On a sentimental note, I am so glad to be here with Liz. We get to room together, which is awesome, but hot as hades. I can't wait to share this experience with her.

The final thing I will say is that it is hot. Really hot.

Day 2

This is a different world. We started the day with worship with a local Haitian church. Those folks sing loud. And they don't have a sound system. Neither do they have air conditioning. Nor a bathroom. But when in Haiti...pee behind a rock.

Speaking of peeling, Liz had to use the potty after worship. The "women's" toilet was an open cinder block outhouse with a concrete pillar/hole. But it's what she got to do after peeing that was so cool. Amy took her up the mountain a bit to see the house she they rescued three boys a little while ago. Words can't really describe the expireience. The shack had sticks that were woven together to make the walls and a tarp roof. Unbelievable living conditions. Beak your heart conditions.
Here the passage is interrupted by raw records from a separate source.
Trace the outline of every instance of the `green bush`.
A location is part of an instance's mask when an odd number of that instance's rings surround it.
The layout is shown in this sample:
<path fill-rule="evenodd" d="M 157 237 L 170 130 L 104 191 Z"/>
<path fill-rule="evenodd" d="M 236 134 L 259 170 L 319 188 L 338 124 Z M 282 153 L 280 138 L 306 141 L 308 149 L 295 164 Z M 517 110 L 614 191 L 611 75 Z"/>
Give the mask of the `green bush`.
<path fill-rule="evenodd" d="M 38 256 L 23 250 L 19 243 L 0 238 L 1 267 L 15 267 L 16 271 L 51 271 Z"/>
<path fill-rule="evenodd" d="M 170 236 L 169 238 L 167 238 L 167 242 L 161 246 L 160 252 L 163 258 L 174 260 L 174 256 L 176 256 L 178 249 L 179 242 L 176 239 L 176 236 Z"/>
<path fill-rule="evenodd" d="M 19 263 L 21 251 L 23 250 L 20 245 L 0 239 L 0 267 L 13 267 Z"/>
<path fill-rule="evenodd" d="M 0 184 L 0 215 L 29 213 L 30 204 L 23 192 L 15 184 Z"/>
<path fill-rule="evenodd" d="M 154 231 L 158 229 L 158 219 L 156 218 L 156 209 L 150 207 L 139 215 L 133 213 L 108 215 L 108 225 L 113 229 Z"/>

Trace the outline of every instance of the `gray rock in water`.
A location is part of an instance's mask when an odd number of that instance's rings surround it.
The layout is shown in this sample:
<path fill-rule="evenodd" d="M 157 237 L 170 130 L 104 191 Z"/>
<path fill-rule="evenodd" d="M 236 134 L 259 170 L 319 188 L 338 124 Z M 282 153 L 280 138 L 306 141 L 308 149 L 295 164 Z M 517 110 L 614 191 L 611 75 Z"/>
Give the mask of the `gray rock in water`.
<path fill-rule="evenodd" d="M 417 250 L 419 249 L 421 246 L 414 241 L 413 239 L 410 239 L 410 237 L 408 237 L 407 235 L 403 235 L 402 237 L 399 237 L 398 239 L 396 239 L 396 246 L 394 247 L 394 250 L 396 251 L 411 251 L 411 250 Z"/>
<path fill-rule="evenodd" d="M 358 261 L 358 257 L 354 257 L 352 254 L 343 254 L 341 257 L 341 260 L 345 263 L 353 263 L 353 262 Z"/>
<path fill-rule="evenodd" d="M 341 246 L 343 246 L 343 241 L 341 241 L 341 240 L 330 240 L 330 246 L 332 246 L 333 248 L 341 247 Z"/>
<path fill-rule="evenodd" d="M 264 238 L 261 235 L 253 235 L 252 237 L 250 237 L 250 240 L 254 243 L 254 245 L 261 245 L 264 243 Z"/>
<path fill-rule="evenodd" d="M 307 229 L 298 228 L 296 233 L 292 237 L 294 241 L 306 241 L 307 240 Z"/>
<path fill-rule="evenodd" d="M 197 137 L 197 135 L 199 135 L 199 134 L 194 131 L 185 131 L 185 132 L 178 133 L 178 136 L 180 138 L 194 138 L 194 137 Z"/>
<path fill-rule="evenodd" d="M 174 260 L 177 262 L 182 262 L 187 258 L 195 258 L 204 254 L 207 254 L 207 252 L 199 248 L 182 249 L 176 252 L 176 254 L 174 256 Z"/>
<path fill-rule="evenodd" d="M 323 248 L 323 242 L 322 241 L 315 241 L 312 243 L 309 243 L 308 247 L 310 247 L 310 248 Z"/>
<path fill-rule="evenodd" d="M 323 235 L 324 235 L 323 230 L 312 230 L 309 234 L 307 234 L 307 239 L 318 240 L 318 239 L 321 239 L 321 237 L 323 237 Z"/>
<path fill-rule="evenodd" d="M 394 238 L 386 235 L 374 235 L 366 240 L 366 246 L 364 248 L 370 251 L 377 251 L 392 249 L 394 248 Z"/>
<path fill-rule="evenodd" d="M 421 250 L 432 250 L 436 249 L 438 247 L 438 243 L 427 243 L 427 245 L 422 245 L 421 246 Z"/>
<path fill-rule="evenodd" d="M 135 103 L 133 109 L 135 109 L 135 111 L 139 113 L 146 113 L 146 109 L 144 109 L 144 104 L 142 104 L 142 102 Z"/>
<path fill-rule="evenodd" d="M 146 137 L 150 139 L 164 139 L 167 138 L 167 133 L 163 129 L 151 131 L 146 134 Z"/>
Afterwards we went to a Haitian restaurant for lunch. Amazing. Seriously. So good. I made myself sick with how much I ate. Chicken, some dorm of spicy slaw, French fries (because Haiti used to be a French colony), rice and beans, plantains, and a soda for desert.

We then toured the orphanage property. I cannot believe the change and how incdible it looked. I was overwhelmed emotionally thinking how much had been done since we were here in March. But we have so much to do.

We couldn't start work today, so what do we do instead? We visit Obama beach, that's what. The water was great. Wish I could go every evening.